Estas generaciones, el mundo que conocemos, preferimos ser urbanitas, tener en cada esquina grandes centros de consumo. Es difícil imaginarnos o querer voluntariamente elegir vivir de otra manera, o trasportarnos a tiempos de penuria o estrechez. Tengo alguna vivencia de aquello, pues me crie en el sur de Tenerife, en Arona casco y en otra época más agraria y con menos turismo, y tengo unos recuerdos impagables de lo muy bueno que la economía circular puede hacer por la sostenibilidad.

Resuenan en mi cabeza aquellas memorias de mi abuela cuando me contaba que hubo tiempos en los que sólo había gofio, de cómo endulzaban los biberones con el jugo de los higos, o reutilizar los desperdicios orgánicos en la comida de los animales. Sin saberlo, crecía en mí el convencimiento de que el cambio climático no es solo cuidar el planeta en el sentido de no seguir contaminándolo, sino también cambiar nuestras costumbres diarias para volver a adaptarlas al sentido común de usar y volver a utilizar hasta gastar, de reaprovechar y de renovar antes que tirar.

Vengo diciendo desde hace algunos años que el cambio climático no lo impondrá ninguna agenda política, y que afortunadamente la lucha de lo que yo llamo volver a las costumbres más sanas y menos consumistas de nuestros ancestros se impondrá por una sociedad que, cada vez más asustada por las enfermedades que nos acechan, busca una vida más en equilibrio, menos dependiente y mucho más saludable.

A éstas alturas ya habrán adivinado que comparto con vehemencia que la transición climática plasmada en el Pacto Verde Europeo que propone la Comisión es un imperativo ético y una oportunidad económica para nuestras zonas despobladas, o para intentar un modelo circular frente al lineal que, como decía, practicamos como rutina.

Pero no sólo los Gobiernos o los grandes foros económicos, en primera persona, cada uno y todos, debemos adaptar nuestra forma de producir y consumir, con el fin de proteger nuestra salud y nuestro bienestar y también para que las generaciones venideras puedan disfrutar de un planeta al menos parecido. Defiendo una catarsis de hábitos empresariales e institucionales. Darle más de un uso a nuestros recursos, alargarles las vidas útiles. Cambiar la peligrosa y adictiva tendencia vertiginosa del usar y tirar.

Europa entera y eso será más cuestión de los Gobiernos y multinacionales, tendrán que disminuir nuestras emisiones de CO2 (dióxido de carbono) y atemperar el crecimiento económico a lo que yo llamo buena salud.

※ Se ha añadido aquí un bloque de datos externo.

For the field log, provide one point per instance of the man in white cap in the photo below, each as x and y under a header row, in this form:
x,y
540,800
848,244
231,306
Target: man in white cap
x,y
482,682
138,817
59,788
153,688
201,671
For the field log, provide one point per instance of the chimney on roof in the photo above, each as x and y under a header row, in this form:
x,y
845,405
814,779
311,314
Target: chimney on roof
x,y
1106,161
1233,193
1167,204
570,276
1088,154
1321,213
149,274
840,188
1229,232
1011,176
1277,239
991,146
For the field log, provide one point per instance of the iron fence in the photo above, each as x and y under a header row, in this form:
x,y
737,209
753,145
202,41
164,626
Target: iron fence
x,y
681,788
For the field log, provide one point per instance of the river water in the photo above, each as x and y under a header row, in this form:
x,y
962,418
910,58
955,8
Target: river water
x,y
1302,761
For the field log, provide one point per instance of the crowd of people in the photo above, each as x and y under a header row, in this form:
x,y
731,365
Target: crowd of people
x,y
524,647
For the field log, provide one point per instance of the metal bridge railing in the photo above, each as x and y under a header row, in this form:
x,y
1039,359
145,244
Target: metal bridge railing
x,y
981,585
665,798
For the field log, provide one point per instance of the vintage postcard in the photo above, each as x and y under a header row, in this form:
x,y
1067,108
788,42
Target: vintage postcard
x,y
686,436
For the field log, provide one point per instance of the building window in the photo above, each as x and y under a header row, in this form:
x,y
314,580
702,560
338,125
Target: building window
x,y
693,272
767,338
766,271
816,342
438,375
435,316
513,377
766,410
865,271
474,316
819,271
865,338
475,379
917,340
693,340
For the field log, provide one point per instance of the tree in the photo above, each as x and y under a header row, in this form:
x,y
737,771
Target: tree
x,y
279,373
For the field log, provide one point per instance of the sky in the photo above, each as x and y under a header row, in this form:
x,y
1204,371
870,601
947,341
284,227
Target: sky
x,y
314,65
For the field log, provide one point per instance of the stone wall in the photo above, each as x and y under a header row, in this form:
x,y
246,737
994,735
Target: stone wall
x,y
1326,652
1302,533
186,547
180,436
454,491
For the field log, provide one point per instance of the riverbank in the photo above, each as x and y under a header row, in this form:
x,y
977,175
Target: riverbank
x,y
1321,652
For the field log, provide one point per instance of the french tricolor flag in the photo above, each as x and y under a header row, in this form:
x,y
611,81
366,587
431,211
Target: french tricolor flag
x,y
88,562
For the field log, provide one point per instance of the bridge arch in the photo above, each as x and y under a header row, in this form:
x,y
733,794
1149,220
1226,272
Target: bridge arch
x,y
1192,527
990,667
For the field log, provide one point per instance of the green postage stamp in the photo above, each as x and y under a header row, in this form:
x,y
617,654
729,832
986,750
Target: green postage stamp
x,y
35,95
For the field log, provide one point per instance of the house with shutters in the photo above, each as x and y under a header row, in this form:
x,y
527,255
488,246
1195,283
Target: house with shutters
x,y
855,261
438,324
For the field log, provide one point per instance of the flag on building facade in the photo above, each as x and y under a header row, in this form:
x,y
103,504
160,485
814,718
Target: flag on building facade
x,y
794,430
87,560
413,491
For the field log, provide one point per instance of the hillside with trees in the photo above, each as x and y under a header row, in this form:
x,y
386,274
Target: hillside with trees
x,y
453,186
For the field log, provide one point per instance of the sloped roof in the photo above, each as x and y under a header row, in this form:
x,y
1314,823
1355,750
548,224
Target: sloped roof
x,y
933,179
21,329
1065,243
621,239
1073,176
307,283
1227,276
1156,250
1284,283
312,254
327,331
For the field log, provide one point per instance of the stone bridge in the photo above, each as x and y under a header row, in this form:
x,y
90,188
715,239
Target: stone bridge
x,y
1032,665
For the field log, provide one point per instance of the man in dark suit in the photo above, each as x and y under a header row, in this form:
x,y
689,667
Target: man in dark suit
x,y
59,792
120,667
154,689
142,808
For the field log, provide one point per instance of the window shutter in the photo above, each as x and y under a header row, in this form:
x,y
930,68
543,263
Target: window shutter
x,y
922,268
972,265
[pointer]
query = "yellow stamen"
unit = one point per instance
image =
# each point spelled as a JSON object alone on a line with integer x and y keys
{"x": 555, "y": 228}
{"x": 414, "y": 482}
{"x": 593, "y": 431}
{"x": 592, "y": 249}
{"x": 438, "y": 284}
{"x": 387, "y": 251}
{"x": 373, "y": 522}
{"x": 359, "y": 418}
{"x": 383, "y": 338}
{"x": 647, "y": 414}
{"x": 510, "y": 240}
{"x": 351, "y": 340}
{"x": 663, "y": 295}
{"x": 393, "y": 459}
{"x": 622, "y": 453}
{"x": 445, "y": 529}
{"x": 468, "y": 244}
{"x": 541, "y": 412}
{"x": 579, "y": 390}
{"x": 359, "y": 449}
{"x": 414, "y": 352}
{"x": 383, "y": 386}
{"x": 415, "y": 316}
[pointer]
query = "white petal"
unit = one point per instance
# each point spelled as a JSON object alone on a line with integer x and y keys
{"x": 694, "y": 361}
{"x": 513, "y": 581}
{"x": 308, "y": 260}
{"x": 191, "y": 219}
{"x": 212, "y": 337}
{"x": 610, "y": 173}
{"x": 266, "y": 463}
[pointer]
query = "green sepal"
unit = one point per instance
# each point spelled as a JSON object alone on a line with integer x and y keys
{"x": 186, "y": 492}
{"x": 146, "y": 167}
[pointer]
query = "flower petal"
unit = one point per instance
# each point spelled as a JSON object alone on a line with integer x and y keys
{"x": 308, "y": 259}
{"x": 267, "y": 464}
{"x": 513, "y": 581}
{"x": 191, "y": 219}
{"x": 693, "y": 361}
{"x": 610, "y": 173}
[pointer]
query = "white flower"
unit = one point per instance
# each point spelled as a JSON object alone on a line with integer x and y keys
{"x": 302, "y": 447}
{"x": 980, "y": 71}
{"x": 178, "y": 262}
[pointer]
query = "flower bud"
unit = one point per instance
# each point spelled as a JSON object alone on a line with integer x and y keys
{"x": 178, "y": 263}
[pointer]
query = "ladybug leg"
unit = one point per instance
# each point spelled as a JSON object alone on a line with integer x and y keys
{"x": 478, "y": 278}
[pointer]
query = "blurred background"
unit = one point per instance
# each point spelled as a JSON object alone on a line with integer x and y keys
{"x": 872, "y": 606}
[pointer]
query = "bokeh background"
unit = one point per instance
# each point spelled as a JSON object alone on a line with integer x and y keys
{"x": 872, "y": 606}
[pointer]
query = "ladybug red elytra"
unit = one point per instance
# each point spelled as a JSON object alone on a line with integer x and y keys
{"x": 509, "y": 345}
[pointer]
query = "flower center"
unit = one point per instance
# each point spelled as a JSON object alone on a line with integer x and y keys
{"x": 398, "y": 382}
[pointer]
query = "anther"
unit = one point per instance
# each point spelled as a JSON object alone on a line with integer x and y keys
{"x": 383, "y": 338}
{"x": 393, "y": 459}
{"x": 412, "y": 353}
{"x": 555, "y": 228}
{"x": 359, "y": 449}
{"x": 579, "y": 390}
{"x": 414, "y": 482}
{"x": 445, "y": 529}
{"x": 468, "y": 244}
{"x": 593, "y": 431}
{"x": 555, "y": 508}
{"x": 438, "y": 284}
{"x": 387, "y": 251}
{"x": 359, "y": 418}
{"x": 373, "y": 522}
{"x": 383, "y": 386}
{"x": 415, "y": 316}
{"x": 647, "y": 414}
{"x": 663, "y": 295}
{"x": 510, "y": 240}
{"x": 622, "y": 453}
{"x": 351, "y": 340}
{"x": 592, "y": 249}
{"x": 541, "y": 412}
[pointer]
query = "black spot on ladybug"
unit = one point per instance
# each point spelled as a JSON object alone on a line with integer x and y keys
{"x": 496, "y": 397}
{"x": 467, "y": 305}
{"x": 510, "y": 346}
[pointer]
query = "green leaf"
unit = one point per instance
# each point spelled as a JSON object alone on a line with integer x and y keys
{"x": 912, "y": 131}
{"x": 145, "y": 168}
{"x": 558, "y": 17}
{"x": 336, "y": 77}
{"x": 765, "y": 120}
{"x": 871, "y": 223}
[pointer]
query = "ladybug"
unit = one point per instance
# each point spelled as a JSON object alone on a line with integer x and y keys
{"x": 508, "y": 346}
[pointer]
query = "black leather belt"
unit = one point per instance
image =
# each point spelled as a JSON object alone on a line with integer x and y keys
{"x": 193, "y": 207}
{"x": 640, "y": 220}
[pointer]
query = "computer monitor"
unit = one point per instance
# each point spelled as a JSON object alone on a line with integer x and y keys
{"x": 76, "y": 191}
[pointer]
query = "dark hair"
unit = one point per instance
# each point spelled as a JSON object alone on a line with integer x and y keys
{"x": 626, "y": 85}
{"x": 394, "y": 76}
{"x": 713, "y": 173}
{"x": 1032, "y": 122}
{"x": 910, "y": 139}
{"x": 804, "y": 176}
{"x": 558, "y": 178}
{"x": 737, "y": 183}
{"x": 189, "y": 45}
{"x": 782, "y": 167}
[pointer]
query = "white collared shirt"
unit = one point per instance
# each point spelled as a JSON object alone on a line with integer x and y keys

A largo plazo, todos nos vamos a beneficiar del paso a la neutralidad climática si es que se consigue. Al mismo tiempo, y a corto plazo, esta transición exigirá la realización de esfuerzos significativos y conllevará ajustes sustanciales por parte de los ciudadanos que seremos los que tenemos la decisión del modelo. Y en esto si soy optimista, pues cada día veo más personas con las gafas puestas en los lineales del supermercado para no comprar productos con aceite de palma en exceso, con demasiada azúcar o harinas transformadas, o evitando el glutamato o eligiendo frutas y verduras ecológicas.


Ese gran Pacto Verde o Green Deal como se le llama por aquí es la razón por la que la Comisión Europea va a adoptar un Mecanismo para una Transición Justa, que incluirá un Fondo de Transición Justa. Se quiere velar por que la transición energética y climática sea justa y equitativa.

No todos los países y regiones toman la salida desde el mismo punto. En la actualidad, cientos de miles de empleos y muchos hogares siguen dependiendo de la cadena de valor de los combustibles fósiles y de los procesos industriales intensivos en carbono. De entre las 276 regiones de la UE hay 108 que albergan infraestructuras del carbón y unas 237.000 personas trabajan en actividades relacionadas con el carbón, mientras que son decenas de miles más las que están empleadas en actividades de extracción de turba y en la industria del esquisto bituminoso.


Alcanzar el ambicioso objetivo de Europa para 2050 requerirá un esfuerzo significativo y la transición hacia una Unión climáticamente neutra implicará la transformación de las regiones de Europa. Al embarcarnos en esta misión hacia la economía circular y la transición hacia un mayor ahorro de nuestros recursos, hacia otras energías o a reaprovechar las que tenemos, puede y debe brindarnos oportunidades para todos.